Wednesday, November 16, 2011

The First 15 Minutes Project #12: Richard Boyle



Richard Boyle in Salvador

  1. Rapid-fire montage of newsreel-style footage of a massacre in El Salvador. Thriller music plays.
  2. A news report tells us about what’s going on in El Salvador.
  3. Boyle is woken up by three things: this news report, this baby crying, and the landlord knocking on the door. His baby’s mother cries and says she can’t live like this anymore.
  4. Later, using the payphone in the hall while others wait for the phone, Boyle begs various news agencies for a press pass to go drum up some news in El Salvador before it blows up. He brags about the various heroic newsgathering jobs he’s done in the past: the last American journalist out of Cambodia, etc. A friend is heading for the airport but agrees to loan him $500 if he can get there in time.
  5. Boyle speeds across San Francisco, gets pulled over. He has not license or registration and several tickets have gone to warrant. He’s arrested.
  6. In jail, Boyle is bailed out by his DJ friend Doctor Rock, who spends a lot to get Boyle and his car released, on the condition that Boyle take him to get his dog out of a pound.
  7. Boyle and Dr. Rock drive across town. They complain about yuppied women. Boyle prefers Latin women, who are kind and understanding. It turns out that they’ve both been kicked out and planned on crashing with the other. They complain about the yuppie cars on the road.
  8. They show up at the pound. They explain that they put Dr. Rock’s dog to sleep. “That was my only relationship! My best friend! Seven years! My marriage only lasted five!”
  9. They go to Boyle’s place. His wife has gone back to Italy to her parents, leaving only the TV and a dirty diaper in the crib. “It was a marriage made in hell. I sure am gonna miss my boy. (shrugs) Maybe she’ll be back.” Dr. Rock jokes: “Sure. Who could leave all this?”
  10. Back on the highway, Boyle suggests that they roadtrip down to Guatemala. “Why?” “Why not? No cops. No laws. Sun. It’s cheap. No yuppies. Great dope.” They toss an empty beer can on the highway.
  11. As they drive through Mexico: “Look at you. You’re a walking museum of the ‘60s.” “What the fuck are you?” “I am a forward thinking human being! I know about life because I explore things. Being a journalist, you’re in touch with reality.” “You come off with this journalist bullshit all the time. I haven’t seen one goddamn thing that you’ve written.” “I wrote a book” “That was ten years ago!”
  12. They enter El Salvador. “You said Guatemala! You never said anything about El Salvador! They kill people here, Boyle!” “You believe everything you read in the papers? You’ll love it! C’mon doc, this is my last chance, man. I’m serious, if I get some good combat shots for AP I can make some money. Pay you back!” “You’d better pay me back!” (Boyle is smoking a joint as he drive, Dr. Rock is washing down pills with alcohol.) “We could go to Los Libertas, best surfing beach in the world. You can drive drunk! Get anyone killed for 50 bucks!” “I don’t want to get anybody killed” “Where else can you get a virgin to sit on your face for seven bucks??” That finally convinces Dr. Rock to stay.
  13. They come across soldiers who have just killed some people. “Who are these clowns” “Traffic accident.” Then Rock sees a burning corpse on the side of the road. “Shit, Boyle!” The death squad realizes that Boyle is a journalist and takes them both into custody. They watch the soldiers kill somebody on the side of the road. Boyle insists that he’s friends with their boss and asks to be taken to him…

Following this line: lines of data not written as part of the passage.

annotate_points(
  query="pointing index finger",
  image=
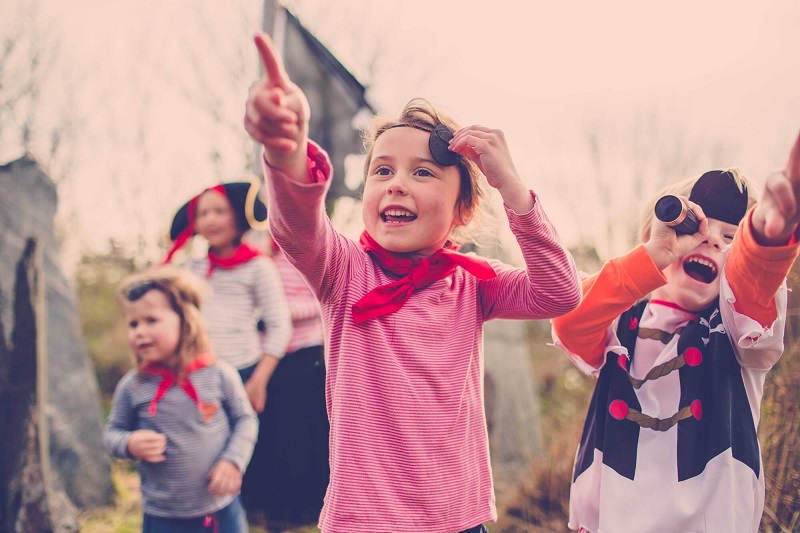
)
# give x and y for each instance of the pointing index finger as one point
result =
(270, 58)
(793, 166)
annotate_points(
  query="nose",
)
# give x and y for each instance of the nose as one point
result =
(397, 185)
(714, 240)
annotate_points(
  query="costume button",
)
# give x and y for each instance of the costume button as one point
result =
(697, 409)
(693, 356)
(618, 409)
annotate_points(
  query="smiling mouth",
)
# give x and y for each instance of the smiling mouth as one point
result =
(396, 216)
(700, 269)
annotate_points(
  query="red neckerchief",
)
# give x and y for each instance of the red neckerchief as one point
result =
(168, 379)
(188, 231)
(417, 273)
(242, 254)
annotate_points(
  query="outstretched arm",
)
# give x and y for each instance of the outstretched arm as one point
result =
(776, 216)
(763, 250)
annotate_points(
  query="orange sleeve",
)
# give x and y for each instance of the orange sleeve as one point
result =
(606, 295)
(756, 272)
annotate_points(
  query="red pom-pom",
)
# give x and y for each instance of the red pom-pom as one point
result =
(618, 409)
(697, 409)
(693, 356)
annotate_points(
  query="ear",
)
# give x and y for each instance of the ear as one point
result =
(463, 216)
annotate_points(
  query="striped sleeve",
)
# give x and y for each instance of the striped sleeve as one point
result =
(271, 306)
(548, 286)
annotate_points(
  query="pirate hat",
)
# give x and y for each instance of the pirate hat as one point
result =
(249, 212)
(721, 196)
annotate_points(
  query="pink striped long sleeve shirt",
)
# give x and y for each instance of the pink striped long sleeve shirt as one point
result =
(408, 442)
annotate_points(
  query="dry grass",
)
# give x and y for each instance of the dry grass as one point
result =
(125, 516)
(542, 503)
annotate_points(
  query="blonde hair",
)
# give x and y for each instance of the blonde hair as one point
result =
(684, 188)
(183, 291)
(421, 114)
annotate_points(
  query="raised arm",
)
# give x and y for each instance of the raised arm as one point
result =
(765, 246)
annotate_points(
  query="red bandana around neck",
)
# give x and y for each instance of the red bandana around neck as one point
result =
(168, 380)
(242, 254)
(417, 274)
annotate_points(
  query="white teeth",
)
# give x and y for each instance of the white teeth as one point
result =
(398, 213)
(704, 262)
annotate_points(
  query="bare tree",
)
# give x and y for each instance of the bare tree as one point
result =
(629, 161)
(32, 120)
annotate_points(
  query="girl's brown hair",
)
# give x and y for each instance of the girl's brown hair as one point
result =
(182, 289)
(421, 114)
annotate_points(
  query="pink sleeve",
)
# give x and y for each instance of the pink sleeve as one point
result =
(547, 287)
(301, 227)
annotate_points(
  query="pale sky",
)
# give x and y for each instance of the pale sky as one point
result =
(664, 88)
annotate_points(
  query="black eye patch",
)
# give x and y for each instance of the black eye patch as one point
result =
(438, 144)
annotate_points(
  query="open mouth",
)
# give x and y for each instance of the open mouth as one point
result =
(396, 216)
(699, 268)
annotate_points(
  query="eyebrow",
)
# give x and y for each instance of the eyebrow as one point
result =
(416, 160)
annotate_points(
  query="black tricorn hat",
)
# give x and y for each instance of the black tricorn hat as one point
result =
(720, 196)
(249, 211)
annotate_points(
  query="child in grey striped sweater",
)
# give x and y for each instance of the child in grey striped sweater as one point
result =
(181, 413)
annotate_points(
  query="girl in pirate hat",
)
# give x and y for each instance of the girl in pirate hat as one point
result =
(670, 442)
(244, 284)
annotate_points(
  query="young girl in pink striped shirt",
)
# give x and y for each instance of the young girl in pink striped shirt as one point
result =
(402, 310)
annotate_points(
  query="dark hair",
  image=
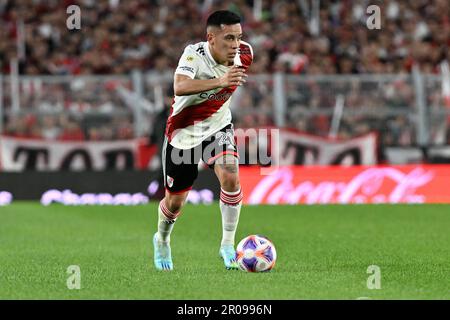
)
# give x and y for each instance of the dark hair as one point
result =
(222, 17)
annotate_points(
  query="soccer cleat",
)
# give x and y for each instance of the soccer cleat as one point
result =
(228, 255)
(162, 254)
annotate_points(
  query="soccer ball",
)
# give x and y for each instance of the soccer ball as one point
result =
(256, 253)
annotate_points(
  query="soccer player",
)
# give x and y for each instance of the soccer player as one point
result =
(199, 126)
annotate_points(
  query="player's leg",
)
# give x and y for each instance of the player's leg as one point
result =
(227, 171)
(220, 154)
(178, 180)
(168, 211)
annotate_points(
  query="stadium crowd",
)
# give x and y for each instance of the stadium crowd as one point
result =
(117, 37)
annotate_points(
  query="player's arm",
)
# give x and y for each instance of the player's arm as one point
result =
(184, 85)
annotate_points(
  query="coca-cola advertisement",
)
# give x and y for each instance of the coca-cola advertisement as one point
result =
(346, 185)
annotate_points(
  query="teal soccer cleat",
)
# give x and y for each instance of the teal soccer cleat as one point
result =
(228, 255)
(162, 254)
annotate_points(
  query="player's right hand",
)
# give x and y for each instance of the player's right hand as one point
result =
(234, 77)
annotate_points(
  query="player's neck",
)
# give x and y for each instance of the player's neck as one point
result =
(216, 59)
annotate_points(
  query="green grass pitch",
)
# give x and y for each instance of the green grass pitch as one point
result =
(323, 252)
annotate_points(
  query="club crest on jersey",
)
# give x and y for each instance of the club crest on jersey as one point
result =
(169, 182)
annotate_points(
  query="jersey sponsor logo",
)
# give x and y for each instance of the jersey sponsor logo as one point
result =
(170, 181)
(217, 97)
(224, 138)
(188, 69)
(201, 50)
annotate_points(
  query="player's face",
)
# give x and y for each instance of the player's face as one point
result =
(225, 42)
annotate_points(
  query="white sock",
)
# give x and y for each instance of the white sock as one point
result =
(166, 221)
(230, 207)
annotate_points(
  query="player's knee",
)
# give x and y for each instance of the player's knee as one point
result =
(230, 182)
(174, 204)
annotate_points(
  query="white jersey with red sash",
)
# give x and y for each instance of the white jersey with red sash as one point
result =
(195, 117)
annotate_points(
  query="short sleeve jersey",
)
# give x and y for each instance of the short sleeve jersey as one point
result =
(193, 118)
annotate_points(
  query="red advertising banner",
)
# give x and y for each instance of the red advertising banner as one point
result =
(343, 185)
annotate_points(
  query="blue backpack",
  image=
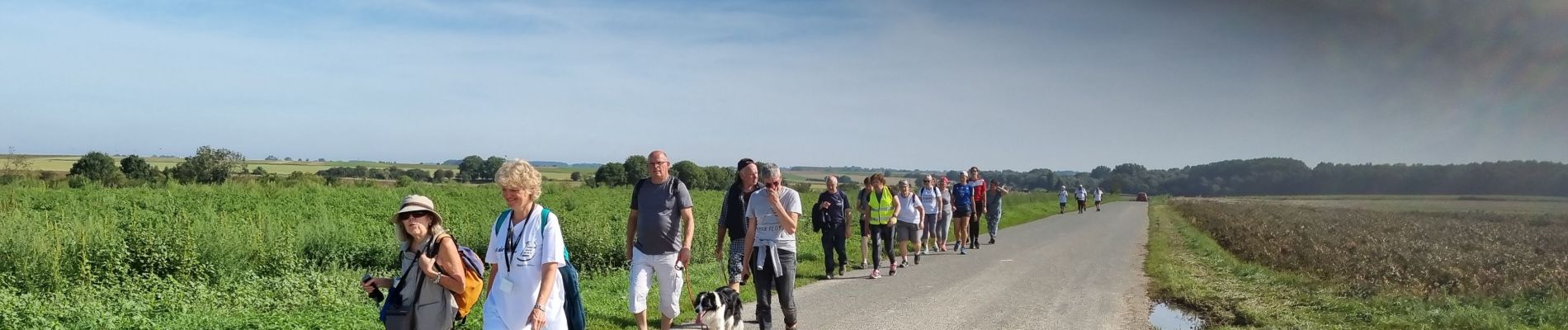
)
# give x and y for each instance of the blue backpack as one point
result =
(576, 314)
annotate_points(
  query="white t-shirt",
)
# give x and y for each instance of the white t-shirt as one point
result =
(928, 199)
(907, 211)
(768, 227)
(510, 307)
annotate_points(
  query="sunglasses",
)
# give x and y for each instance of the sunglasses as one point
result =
(405, 216)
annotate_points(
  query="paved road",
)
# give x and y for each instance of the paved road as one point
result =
(1074, 271)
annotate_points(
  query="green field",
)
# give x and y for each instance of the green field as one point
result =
(63, 165)
(268, 257)
(1362, 263)
(1493, 204)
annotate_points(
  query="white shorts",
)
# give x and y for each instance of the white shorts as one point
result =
(643, 271)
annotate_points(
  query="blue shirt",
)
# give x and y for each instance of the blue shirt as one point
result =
(963, 197)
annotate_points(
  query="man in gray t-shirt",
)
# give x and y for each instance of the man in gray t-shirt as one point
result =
(656, 244)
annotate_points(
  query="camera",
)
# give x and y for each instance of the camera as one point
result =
(375, 295)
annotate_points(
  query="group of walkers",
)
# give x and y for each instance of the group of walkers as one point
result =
(919, 221)
(1081, 195)
(532, 284)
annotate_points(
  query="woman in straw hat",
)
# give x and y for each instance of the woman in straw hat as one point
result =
(423, 296)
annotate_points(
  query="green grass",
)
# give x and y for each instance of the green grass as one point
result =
(63, 165)
(1189, 268)
(1449, 204)
(272, 257)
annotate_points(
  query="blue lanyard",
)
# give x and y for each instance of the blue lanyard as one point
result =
(513, 237)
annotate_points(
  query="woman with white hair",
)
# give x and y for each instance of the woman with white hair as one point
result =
(526, 255)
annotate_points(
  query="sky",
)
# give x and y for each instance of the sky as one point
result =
(909, 85)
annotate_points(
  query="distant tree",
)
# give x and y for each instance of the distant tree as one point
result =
(207, 166)
(720, 177)
(94, 166)
(1099, 172)
(611, 174)
(470, 167)
(635, 167)
(137, 167)
(394, 171)
(491, 166)
(690, 174)
(16, 163)
(1131, 169)
(801, 186)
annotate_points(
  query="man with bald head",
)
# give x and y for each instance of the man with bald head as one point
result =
(656, 243)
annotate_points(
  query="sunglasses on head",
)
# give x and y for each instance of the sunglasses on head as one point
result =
(405, 216)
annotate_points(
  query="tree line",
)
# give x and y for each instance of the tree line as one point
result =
(1233, 177)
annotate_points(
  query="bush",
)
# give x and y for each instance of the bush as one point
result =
(94, 166)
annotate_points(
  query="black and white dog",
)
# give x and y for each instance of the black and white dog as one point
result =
(719, 309)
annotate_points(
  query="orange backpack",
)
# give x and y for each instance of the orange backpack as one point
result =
(472, 280)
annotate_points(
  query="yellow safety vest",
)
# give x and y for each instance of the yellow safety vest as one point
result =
(881, 209)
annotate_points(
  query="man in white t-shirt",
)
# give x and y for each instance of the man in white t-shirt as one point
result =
(1099, 195)
(775, 219)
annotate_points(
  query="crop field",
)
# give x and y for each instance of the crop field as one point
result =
(272, 257)
(1343, 262)
(1491, 204)
(63, 165)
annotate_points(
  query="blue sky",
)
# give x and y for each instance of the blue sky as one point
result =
(933, 85)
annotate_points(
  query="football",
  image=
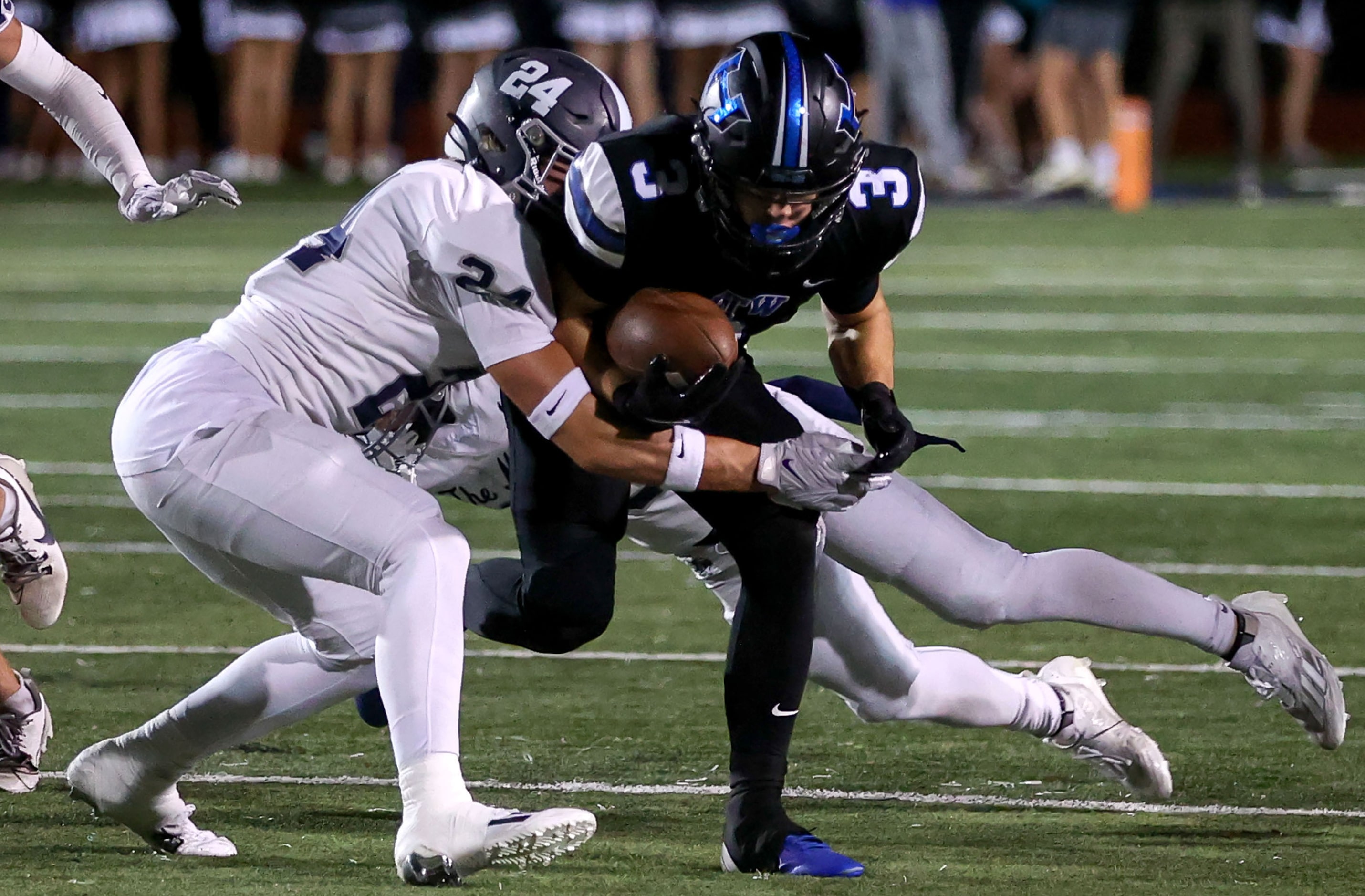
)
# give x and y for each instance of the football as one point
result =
(691, 331)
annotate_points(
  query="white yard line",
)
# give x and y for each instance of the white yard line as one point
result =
(803, 792)
(75, 354)
(113, 312)
(993, 423)
(980, 484)
(86, 500)
(616, 656)
(649, 556)
(820, 360)
(1112, 323)
(59, 401)
(989, 484)
(1121, 487)
(809, 319)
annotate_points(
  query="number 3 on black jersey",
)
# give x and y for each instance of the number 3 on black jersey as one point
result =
(881, 182)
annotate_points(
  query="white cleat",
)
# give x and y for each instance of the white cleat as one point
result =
(1058, 175)
(22, 743)
(1099, 737)
(1282, 664)
(33, 567)
(446, 850)
(125, 787)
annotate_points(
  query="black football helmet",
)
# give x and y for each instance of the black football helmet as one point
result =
(529, 114)
(777, 115)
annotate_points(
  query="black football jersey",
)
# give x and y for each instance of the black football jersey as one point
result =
(636, 219)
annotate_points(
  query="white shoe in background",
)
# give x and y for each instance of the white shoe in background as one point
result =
(22, 742)
(32, 564)
(1094, 732)
(1282, 664)
(1065, 168)
(119, 783)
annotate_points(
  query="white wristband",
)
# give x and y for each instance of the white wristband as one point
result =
(686, 459)
(559, 403)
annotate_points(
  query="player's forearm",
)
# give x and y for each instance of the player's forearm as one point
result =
(600, 446)
(552, 393)
(863, 346)
(582, 338)
(80, 105)
(587, 352)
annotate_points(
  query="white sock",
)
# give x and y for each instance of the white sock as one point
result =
(907, 537)
(419, 653)
(273, 685)
(433, 784)
(21, 702)
(11, 507)
(956, 688)
(1041, 712)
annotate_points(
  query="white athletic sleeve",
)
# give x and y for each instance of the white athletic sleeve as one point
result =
(499, 292)
(81, 108)
(594, 208)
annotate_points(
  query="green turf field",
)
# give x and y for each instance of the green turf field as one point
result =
(1095, 368)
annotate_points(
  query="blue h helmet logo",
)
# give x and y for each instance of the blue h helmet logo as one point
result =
(729, 107)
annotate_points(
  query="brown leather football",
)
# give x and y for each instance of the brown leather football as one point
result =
(687, 328)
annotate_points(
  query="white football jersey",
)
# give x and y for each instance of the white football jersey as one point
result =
(430, 279)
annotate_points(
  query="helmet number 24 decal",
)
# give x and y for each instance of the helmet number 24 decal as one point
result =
(527, 80)
(881, 182)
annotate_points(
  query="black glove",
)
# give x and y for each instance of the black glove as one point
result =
(658, 403)
(889, 431)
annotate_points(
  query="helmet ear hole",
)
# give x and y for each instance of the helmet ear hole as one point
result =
(489, 141)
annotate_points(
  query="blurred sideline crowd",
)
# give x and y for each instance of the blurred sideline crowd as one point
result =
(996, 96)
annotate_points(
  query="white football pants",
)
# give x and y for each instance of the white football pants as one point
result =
(292, 517)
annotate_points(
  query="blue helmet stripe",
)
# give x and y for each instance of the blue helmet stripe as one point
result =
(795, 130)
(593, 226)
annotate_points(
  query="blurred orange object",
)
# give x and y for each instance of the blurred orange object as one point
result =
(1132, 138)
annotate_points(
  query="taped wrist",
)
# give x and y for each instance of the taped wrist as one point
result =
(81, 107)
(686, 459)
(873, 399)
(559, 403)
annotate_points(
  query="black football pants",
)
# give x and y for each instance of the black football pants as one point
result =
(562, 593)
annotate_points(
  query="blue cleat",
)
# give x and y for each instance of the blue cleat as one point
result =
(811, 857)
(806, 855)
(370, 707)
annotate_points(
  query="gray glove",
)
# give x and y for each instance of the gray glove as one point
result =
(817, 472)
(175, 197)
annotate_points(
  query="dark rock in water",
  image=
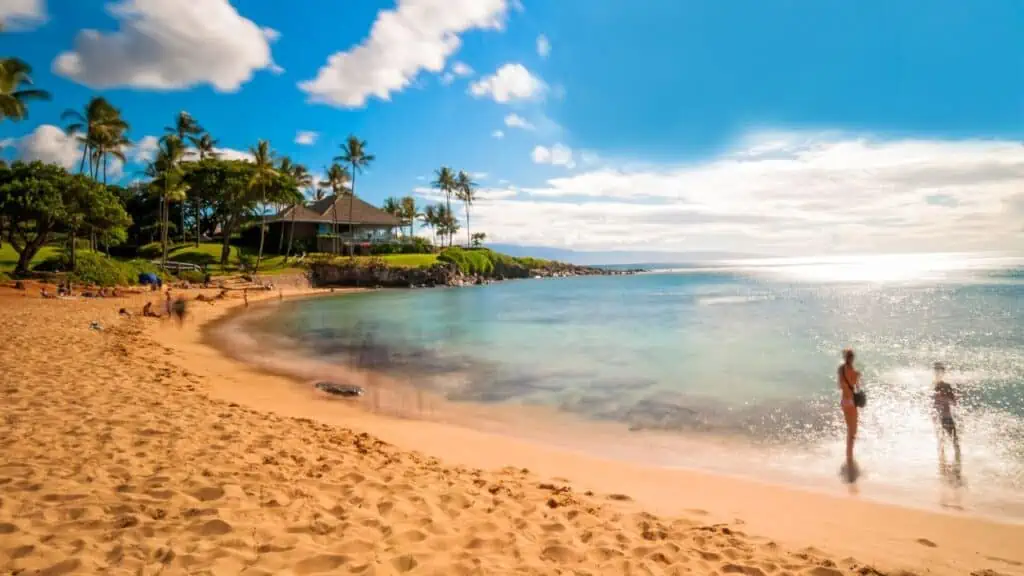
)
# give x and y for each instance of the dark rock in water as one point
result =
(346, 391)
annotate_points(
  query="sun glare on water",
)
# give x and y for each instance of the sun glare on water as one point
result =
(883, 269)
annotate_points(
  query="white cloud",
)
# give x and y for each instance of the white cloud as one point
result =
(23, 14)
(417, 35)
(223, 153)
(49, 144)
(558, 155)
(543, 46)
(170, 45)
(511, 82)
(145, 149)
(516, 121)
(305, 137)
(785, 195)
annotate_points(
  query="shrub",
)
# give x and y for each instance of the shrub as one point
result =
(151, 250)
(96, 269)
(469, 261)
(192, 276)
(415, 246)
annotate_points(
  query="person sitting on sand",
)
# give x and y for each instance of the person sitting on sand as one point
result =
(178, 310)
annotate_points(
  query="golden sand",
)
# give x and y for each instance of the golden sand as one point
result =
(130, 447)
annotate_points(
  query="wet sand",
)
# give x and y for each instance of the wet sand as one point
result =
(136, 448)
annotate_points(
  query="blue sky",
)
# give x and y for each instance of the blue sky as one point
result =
(772, 127)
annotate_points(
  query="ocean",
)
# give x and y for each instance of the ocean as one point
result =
(736, 356)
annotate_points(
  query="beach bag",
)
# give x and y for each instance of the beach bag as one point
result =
(859, 398)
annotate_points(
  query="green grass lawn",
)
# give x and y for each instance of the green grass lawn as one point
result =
(406, 260)
(8, 257)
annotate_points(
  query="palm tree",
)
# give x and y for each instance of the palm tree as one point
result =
(337, 177)
(206, 147)
(263, 159)
(185, 129)
(14, 75)
(448, 183)
(411, 213)
(391, 206)
(166, 173)
(304, 180)
(466, 191)
(429, 218)
(99, 122)
(354, 154)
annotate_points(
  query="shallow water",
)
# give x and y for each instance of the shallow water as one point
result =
(745, 352)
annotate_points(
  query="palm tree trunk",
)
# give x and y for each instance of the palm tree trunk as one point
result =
(85, 154)
(199, 218)
(281, 235)
(351, 230)
(163, 224)
(262, 225)
(291, 234)
(334, 228)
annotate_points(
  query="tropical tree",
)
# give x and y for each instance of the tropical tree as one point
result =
(98, 126)
(185, 129)
(15, 76)
(206, 147)
(410, 212)
(167, 179)
(304, 180)
(448, 223)
(466, 192)
(391, 206)
(429, 217)
(337, 179)
(353, 153)
(37, 199)
(262, 175)
(445, 181)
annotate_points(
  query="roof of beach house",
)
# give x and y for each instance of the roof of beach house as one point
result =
(320, 211)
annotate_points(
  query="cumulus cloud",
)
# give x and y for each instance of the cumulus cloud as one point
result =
(516, 121)
(47, 144)
(511, 82)
(145, 149)
(170, 45)
(418, 35)
(787, 195)
(543, 46)
(558, 155)
(223, 153)
(305, 137)
(23, 14)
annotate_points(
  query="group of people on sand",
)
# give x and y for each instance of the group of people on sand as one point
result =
(853, 399)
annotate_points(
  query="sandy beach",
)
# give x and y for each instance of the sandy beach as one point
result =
(130, 446)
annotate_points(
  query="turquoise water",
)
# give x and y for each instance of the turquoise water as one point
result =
(744, 351)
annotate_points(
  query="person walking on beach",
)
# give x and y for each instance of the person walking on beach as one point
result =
(943, 400)
(849, 385)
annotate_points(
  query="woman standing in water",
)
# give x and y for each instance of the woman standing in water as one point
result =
(849, 383)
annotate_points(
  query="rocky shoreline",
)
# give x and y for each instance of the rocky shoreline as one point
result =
(441, 274)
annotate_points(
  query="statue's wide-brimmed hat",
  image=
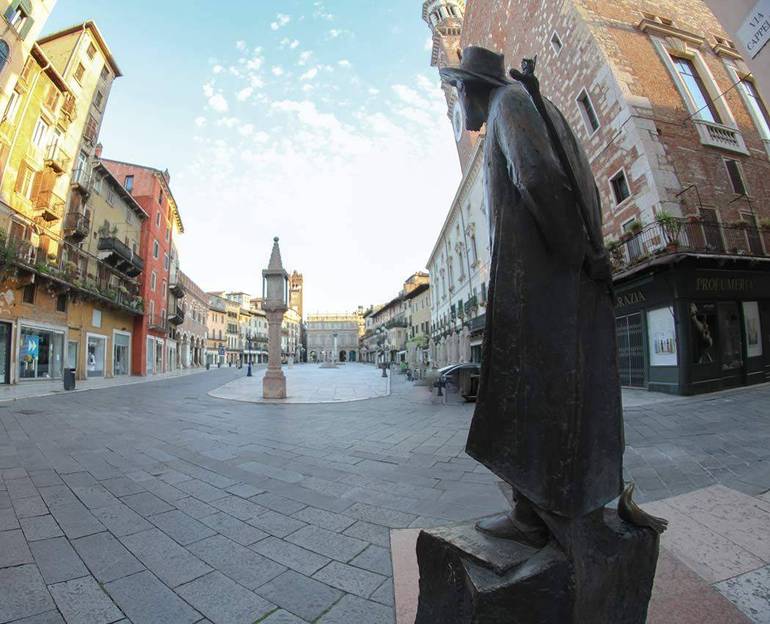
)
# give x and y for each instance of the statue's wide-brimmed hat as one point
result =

This is a classic example of triangulation: no matter how extreme a character is, you can always make him look moderate by putting him in the middle of a spectrum, in which he contrasts favorably with people who are even worse. In order to make Boyle’s reckless journalism seem acceptable, Stone contrasts him with journalists who play it way too safe. In order to get us to accept Boyle’s hedonism, Stone gives him a best friend who is even more reckless.

2 comments:

j.s. said...

Thoroughly enjoying Jerk Week. Not much to add to any of these posts as you're doing your usual bang-up job covering all the bases. I suppose I'm curious about exactly how far a jerk protagonist's sympathy can be ratcheted down before the audience checks out. So I'm hoping you'll end the week with some extreme examples, true antiheroes, like some unrepentant psychopaths and despots.

Matt Bird said...

I've got a big deadline next Monday, so I'll be running Storyteller's Rulebook entries for the next few entries (which are the least labor intensive). That means that this is it for jerk week for now (I was going to do "His Girl Friday" today, but I ran out of time).

One trick I mentioned in my review of "Prick Up Your Ears" (and "Citizen Kane" did this too to a certain extent) is to fracture the narrative, so that you can cover the more likable stuff first, and then backload the more distasteful elements.

As for psychopaths ("American Psycho") and despots ("Nixon") the same answer keeps coming up over and over: class resentment, class resentment, class resentment!